In the second half, goals from Korea’s Song Heung-min and Koo Ja-cheol sandwiched Algeria’s fourth from Yacine Brahimi.

Algeria are the first side from Africa to rack up that number of goals in a World Cup match.

Slimani was one of five changes from the opening line-up, with Halilhodzic observing: “This was a well-prepared tactic, we closely analysed the Korean way of play.

“With some new fresh players we put in place a format that could trouble Korea. And the players followed my instructions to the letter.

“In the first half we were great in every area. In the second, we let up a little against a well-organised rival, there were a couple of hot moments in defence but we were prepared for that.”

WATCH: Algeria make it 2-0

This outcome, as spectacular as it was unexpected, sees Algeria go into their group H closer on three points as opposed to Russia’s one point, with Korea, also stuck on one point, facing already qualified Belgium.

Somewhat disingenuously perhaps Halilhodzic suggested it was Fabio Capello’s Russians rather than Algeria that were in pole to qualify.

“Russia are favourites, but we can't hide. We have to go in search of this qualification with even more audacity and suffering.”

That game is on Thursday in Curitiba.

WATCH: Algeria's third from Djabou

At precisely the same time over in Sao Paulo, Korea will try to upset Belgium. The two closing group games are synchronised for identical kick-offs as a direct result of the plight suffered by Algeria in 1982.

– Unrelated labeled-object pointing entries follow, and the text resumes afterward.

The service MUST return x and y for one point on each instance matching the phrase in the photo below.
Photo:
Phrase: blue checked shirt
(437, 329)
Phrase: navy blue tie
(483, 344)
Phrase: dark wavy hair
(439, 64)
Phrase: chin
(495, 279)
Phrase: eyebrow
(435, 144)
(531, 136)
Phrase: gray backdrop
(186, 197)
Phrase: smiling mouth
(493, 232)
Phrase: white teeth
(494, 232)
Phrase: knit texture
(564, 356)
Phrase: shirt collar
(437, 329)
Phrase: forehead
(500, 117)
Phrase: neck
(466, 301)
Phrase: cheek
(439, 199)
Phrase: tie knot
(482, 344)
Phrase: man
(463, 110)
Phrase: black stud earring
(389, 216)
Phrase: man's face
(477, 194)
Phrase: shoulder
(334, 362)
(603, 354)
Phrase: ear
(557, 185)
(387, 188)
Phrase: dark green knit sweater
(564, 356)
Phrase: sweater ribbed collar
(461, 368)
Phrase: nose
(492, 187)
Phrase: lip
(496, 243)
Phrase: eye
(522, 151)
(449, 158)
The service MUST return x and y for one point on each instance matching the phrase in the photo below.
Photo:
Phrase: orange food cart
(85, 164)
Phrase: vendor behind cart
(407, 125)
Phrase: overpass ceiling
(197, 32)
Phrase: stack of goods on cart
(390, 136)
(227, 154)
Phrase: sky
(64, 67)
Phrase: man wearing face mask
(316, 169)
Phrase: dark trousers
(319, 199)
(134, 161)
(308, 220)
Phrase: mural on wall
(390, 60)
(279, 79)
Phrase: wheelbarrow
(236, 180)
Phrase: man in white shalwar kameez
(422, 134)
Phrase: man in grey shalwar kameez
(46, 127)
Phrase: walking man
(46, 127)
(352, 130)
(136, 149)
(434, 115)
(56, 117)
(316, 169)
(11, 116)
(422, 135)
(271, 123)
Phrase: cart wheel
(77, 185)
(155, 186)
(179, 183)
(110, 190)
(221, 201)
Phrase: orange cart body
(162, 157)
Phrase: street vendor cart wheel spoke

Despite beating the Germans and Chile they failed to qualify as Austria and Germany went into their final game knowing the outcome of Algeria’s game and orchestrated a cynical 1-0 win for the Germans which put both of them in the next round and earned the game the title the ‘Non-Aggression Pact of Gijon’.

South Korea coach Hong Myung-bo held his hands up after the loss, blaming an error in strategy on the defeat that leaves their hopes looking slim.

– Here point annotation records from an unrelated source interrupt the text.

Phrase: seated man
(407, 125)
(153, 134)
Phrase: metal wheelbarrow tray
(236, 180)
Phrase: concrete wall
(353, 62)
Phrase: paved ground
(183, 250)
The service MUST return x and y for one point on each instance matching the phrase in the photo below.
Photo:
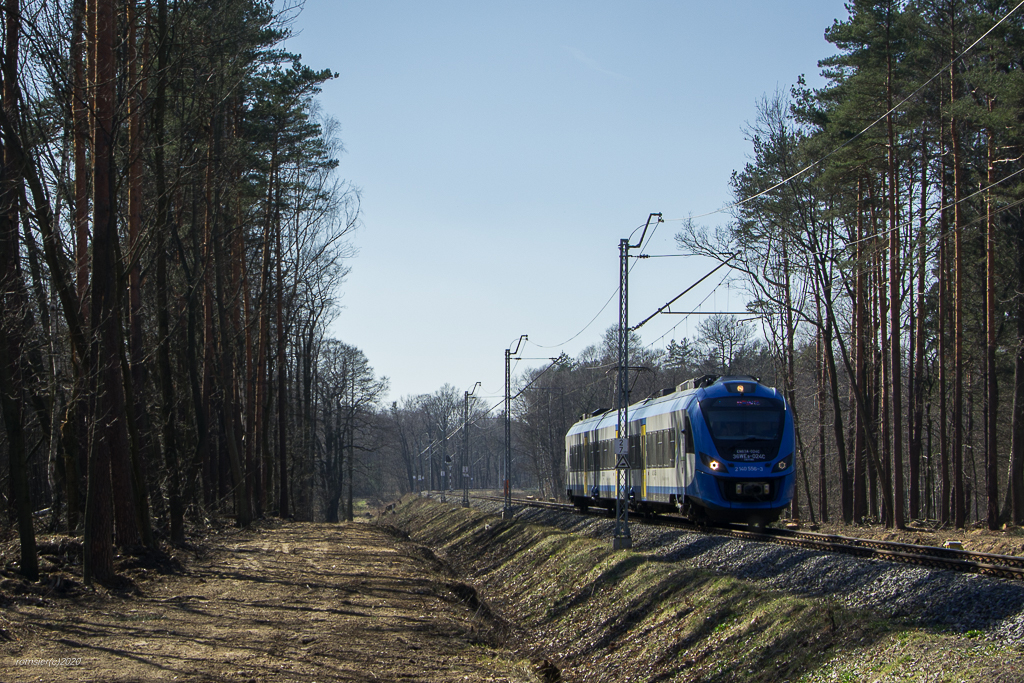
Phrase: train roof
(670, 401)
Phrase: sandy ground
(292, 602)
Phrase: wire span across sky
(504, 148)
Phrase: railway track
(1005, 566)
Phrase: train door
(686, 463)
(585, 463)
(643, 460)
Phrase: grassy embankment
(609, 615)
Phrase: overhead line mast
(623, 540)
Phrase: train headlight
(711, 463)
(784, 464)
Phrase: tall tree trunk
(895, 305)
(960, 512)
(282, 373)
(14, 310)
(1016, 482)
(860, 374)
(919, 347)
(992, 470)
(109, 441)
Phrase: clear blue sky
(503, 148)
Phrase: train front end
(744, 447)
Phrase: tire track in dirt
(293, 602)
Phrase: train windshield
(744, 429)
(741, 425)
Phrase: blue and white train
(717, 447)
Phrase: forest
(175, 235)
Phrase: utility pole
(622, 539)
(465, 449)
(507, 510)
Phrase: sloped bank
(604, 615)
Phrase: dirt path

Hong is an iconic figure in Seoul after captaining the side that made it into the last four when the World Cup was co-hosted by the Koreans 12 years ago.

He will now have to call on all his footballing acumen to mastermind an upset of Belgium.

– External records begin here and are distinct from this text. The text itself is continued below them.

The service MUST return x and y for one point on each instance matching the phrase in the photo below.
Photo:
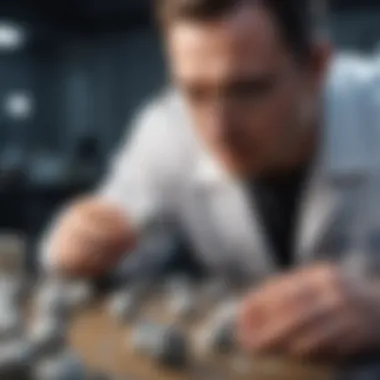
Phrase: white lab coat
(163, 174)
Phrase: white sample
(65, 366)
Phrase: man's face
(249, 97)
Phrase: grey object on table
(11, 321)
(52, 300)
(143, 337)
(48, 336)
(124, 306)
(224, 339)
(182, 297)
(15, 357)
(64, 366)
(171, 348)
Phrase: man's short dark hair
(297, 19)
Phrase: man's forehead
(245, 41)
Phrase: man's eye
(196, 95)
(252, 89)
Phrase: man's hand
(315, 313)
(89, 239)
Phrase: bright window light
(12, 36)
(19, 105)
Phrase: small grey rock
(171, 348)
(65, 366)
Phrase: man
(273, 172)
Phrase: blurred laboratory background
(72, 75)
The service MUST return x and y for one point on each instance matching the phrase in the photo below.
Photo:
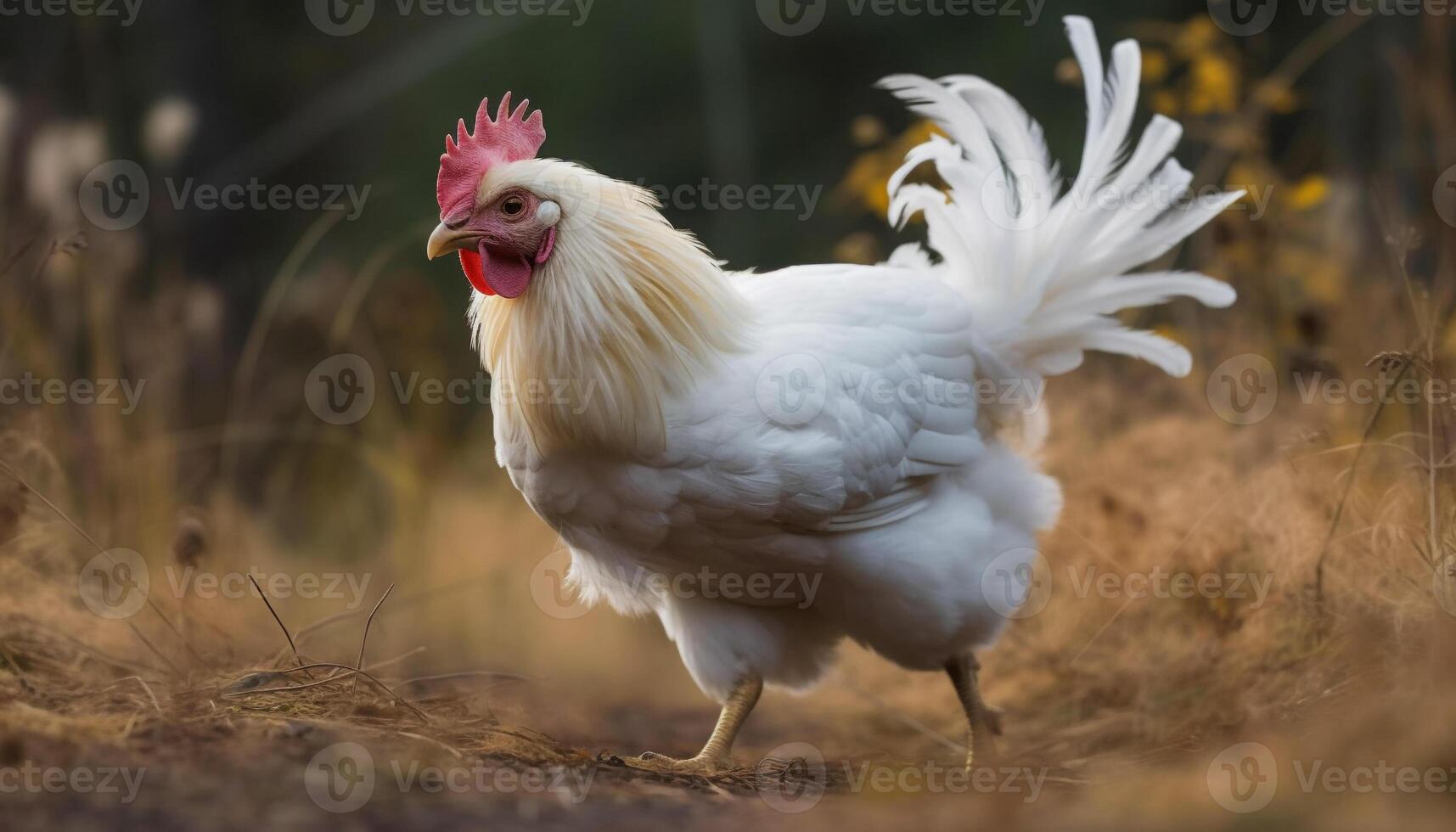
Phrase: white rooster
(698, 436)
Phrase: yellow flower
(1215, 87)
(1307, 193)
(1155, 66)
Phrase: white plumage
(684, 458)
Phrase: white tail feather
(1044, 270)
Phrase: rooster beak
(444, 241)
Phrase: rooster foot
(700, 765)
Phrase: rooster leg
(714, 756)
(977, 713)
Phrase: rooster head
(504, 233)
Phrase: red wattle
(475, 270)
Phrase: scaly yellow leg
(977, 713)
(714, 756)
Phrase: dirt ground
(492, 703)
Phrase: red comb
(468, 158)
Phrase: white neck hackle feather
(627, 312)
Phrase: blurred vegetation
(1337, 126)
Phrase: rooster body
(847, 426)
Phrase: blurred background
(201, 205)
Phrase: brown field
(1333, 650)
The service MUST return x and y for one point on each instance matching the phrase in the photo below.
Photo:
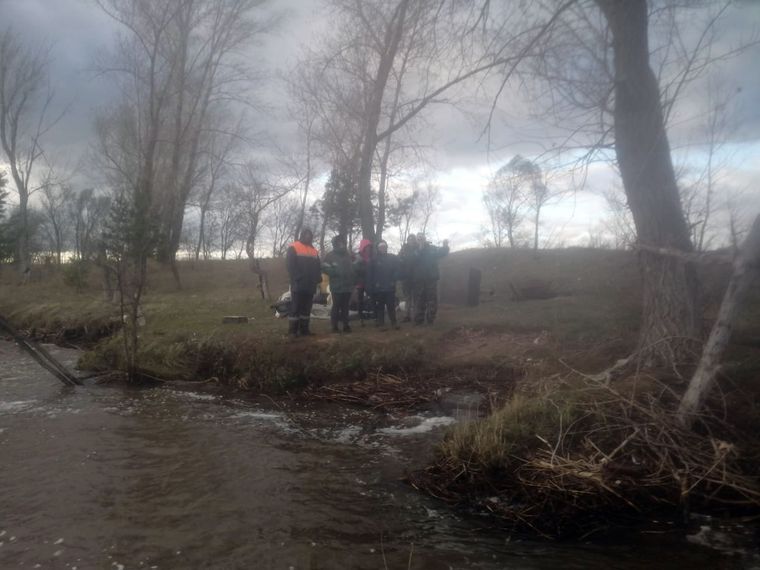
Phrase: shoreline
(529, 362)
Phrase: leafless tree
(505, 203)
(25, 101)
(612, 86)
(390, 62)
(54, 201)
(283, 216)
(180, 61)
(226, 210)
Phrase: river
(187, 476)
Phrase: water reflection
(99, 477)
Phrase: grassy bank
(184, 338)
(559, 454)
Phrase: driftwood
(40, 355)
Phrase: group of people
(371, 275)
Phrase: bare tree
(229, 218)
(612, 86)
(745, 272)
(401, 213)
(391, 61)
(427, 205)
(505, 201)
(183, 59)
(283, 216)
(25, 100)
(54, 200)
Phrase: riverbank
(557, 453)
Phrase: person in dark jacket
(426, 275)
(362, 291)
(305, 274)
(342, 274)
(382, 274)
(407, 258)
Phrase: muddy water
(185, 477)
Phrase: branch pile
(614, 457)
(380, 391)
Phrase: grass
(522, 351)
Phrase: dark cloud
(453, 134)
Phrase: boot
(304, 326)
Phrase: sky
(461, 160)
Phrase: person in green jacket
(426, 275)
(340, 269)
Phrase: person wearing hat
(304, 270)
(361, 264)
(382, 274)
(407, 258)
(342, 274)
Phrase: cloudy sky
(461, 160)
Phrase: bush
(75, 274)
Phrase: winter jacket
(361, 264)
(340, 269)
(426, 267)
(407, 259)
(304, 268)
(382, 273)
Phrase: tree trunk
(391, 42)
(746, 267)
(670, 319)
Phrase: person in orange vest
(305, 273)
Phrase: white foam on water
(197, 396)
(426, 425)
(257, 416)
(17, 406)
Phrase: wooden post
(745, 270)
(40, 355)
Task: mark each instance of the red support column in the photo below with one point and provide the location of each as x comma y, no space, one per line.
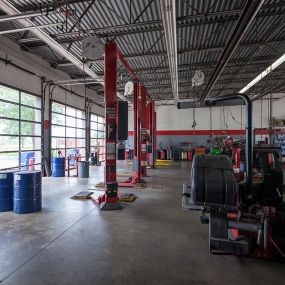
153,134
109,201
150,125
143,130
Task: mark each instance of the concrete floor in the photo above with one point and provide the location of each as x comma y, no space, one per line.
150,241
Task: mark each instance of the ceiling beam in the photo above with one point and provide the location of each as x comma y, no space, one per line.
53,5
180,52
151,26
9,9
249,12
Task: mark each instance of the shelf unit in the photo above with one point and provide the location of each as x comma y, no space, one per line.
279,140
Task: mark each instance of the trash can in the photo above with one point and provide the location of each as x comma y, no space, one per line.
83,169
27,194
6,190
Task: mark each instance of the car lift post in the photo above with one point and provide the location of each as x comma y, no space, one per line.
143,135
150,125
138,116
109,201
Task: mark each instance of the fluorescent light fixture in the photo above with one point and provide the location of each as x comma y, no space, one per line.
275,64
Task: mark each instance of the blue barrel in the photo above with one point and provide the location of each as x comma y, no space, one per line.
6,190
83,169
27,194
58,166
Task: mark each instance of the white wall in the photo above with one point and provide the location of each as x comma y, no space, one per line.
171,118
17,78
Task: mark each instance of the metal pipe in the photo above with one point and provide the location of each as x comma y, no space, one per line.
30,28
168,12
25,15
75,80
127,66
265,237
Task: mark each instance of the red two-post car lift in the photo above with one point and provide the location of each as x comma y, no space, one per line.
109,201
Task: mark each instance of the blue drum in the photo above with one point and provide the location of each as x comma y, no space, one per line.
6,190
27,194
58,166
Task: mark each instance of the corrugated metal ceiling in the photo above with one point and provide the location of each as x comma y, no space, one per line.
203,30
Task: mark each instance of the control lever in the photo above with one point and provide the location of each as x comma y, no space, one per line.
186,195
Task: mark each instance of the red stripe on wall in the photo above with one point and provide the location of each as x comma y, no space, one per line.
203,132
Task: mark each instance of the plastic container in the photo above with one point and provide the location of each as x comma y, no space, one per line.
6,190
83,169
27,192
58,166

“We studied their style of playing but the result suggests it wasn’t ideal,” Hong said. “The result is sufficiently eloquent, our strategy wasn’t the right one. As we let in a lot of goals there was an error in our approach.”

He also took aim, as Algeria did so effectively in the first half when they were up 3-0, at his defenders.

“I would have preferred the defenders to have been more stable. The results show that they haven’t concentrated enough.”

This is the Koreans’ eighth successive World Cup but they have only managed to make the second round twice in that run, in 2002 and in 2010 when they lost to Uruguay in the last 16.